Friday, April 1, 2011

Fukushima Nuclear Plant Today

After writing hurriedly on 13 March on the great Quake and tsunami which hit the whole of Eastern Japan two days earlier, I went on a travel out of the country from 14 to 28th. I am going to write about them in the next few blogs. But now what I noticed when I returned.
Almost the first impression was that everywhere it is darker with less light on than it had been before the Quake. Besides, 20-30% of the suburban trains have been curtailed in the Tokyo Metropolitan area. Many lifts(elevators) and escalators are not working. Those are not because of the damage by the Quake but of administratively planned or voluntary saving of electricity. Many voluntary action is to be seen working toward less energy consumption.
The hardest hit by the Quake and tsunami was the northeastern part of Honshu(Japan's main island) facing the Pacific Ocean. More than 11 thousand people have died and more than 16 thousand are missing. Miyagi Prefecture accounts for the largest of them, followed by Iwate, north of it, and Fukushima, south of it. The origin of the Quake(M9.0) also was located in the sea east of Miyagi. A number of small towns and clusters of houses were wiped out in these three Prefectures, and so were many fishing ports. Altogether 175,000 people are now refugees and are housed in about 2,000 places, mostly schools and other public buildings.

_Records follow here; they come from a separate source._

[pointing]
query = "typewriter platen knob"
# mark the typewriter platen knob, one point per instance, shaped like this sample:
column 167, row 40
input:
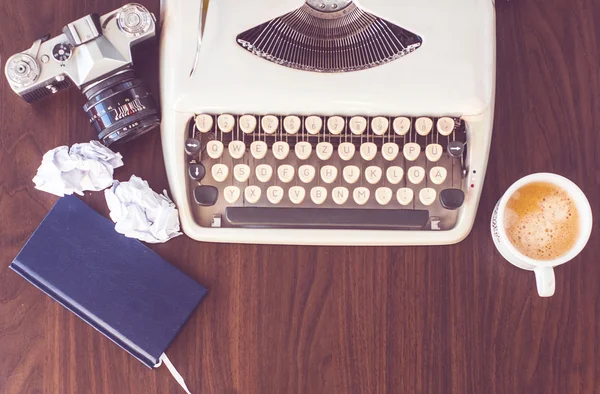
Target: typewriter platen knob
column 134, row 20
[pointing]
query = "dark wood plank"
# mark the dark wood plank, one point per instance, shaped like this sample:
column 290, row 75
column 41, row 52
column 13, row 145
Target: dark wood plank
column 281, row 319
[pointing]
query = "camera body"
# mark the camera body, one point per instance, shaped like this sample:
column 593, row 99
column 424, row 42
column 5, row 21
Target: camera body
column 94, row 54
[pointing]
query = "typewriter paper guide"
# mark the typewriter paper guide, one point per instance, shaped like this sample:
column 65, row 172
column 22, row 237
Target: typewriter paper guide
column 451, row 73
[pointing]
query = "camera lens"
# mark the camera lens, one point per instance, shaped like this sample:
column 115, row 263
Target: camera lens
column 121, row 108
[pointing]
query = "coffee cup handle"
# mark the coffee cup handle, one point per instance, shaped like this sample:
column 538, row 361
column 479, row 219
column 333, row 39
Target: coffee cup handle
column 544, row 278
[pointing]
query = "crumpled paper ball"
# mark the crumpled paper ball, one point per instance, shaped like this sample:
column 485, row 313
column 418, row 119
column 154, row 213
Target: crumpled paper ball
column 85, row 167
column 141, row 213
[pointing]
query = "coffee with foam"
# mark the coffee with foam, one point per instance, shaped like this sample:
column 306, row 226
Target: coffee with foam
column 541, row 221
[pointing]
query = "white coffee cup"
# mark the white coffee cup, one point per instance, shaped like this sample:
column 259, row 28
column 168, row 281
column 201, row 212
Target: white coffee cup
column 543, row 269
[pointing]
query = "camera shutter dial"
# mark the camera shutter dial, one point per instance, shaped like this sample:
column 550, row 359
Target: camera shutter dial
column 134, row 20
column 62, row 52
column 22, row 70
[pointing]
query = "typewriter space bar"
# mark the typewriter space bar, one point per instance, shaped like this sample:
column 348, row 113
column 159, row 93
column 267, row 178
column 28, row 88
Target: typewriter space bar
column 384, row 219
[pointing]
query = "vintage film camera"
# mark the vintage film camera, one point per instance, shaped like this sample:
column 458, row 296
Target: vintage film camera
column 94, row 54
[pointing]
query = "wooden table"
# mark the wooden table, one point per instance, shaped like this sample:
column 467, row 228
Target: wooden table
column 279, row 319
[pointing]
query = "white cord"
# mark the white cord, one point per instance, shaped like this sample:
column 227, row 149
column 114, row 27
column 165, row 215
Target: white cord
column 173, row 371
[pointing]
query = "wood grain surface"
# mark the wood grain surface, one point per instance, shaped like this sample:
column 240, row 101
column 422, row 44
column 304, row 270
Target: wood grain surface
column 279, row 319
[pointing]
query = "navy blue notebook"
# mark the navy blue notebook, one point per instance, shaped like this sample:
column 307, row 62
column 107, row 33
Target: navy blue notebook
column 114, row 283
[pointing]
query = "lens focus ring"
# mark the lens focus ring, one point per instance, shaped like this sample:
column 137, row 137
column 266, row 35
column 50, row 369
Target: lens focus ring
column 121, row 108
column 134, row 20
column 22, row 70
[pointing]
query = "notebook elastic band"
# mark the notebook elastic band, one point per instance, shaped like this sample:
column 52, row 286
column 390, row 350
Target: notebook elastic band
column 173, row 371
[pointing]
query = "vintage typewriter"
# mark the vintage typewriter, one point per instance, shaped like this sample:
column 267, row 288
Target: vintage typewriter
column 327, row 122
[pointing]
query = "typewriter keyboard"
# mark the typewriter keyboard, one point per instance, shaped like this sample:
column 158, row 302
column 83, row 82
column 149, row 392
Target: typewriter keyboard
column 286, row 171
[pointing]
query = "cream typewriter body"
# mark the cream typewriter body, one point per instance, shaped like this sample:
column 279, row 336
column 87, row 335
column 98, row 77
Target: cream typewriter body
column 281, row 125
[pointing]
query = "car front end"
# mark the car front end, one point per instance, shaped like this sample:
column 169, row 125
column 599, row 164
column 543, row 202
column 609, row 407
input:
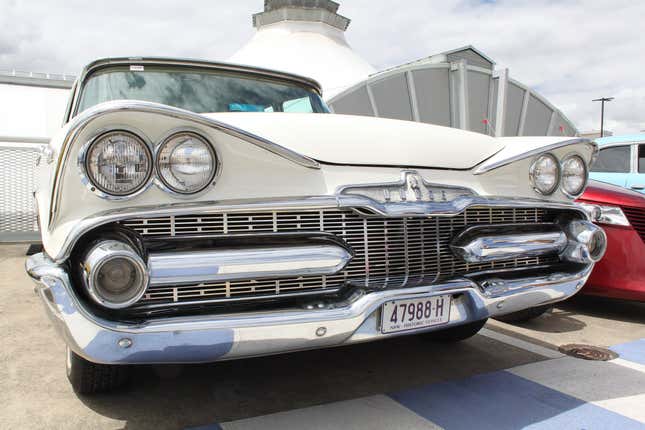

The power cut was due partly to the great damage done to the two Fukushima nuclear plants, but some other non-nuclear power houses in the region were also damaged.
The condition of the first Fukushima nuclear is particularly serious. Or rather it is not yet precisely known what the condition is with each of its six reactors and how seriously each has been damaged. What is known is the existence of highly contaminated water within four of those six buildings, and even outside them, and it must be dealt with as quickly as possible and with utmost care. Experts say that what is essential to avert emergency situation is to tightly wrap up these reactors while cooling them off. This alone would take weeks and months. Then only it would be possible to take on shutting them completely which would be a matter of decades.
One is driven almost to despair, and the workers on the spot are reported to be at their wit's end. But the silver lining here is that the radioactivity in the air and in the water tend to decrease. In Tokyo the tap water has been just proven to be safe even to the zero-year-old babies. I hope it is not for All Fools' Day.
It has been against the law of nature to build a nuclear plant where there is geologically a danger of a quake, but it was done ignoring advice to the contrary, some of which was offered in the Parliament. This is a god-given opportunity changing our entire energy policies, taking much greater care of renewable energies and aiming at making Japan a low-energy economy. At the same time there should be more dissemination of information from the government and the industry. They should stop using 'it is not immediately dangerous' kind of bureaucratic language. Though harassed by the long drawn economic difficulties, and hit by the Quake, tsunami and the nuclear debacle, ours are a creative people and will rise whenever they are shown the honest fact.
The current talk is how we would fill the gap between the supply and demand of electricity in the summer season of July, August and September, when air-conditioning is in great need. The people may endure the hot and humid summer. But how about the industrial foot spread in Eastern Japan, a large part of which is in danger of coming to an enforced standstill if deprived electricity even at intervals.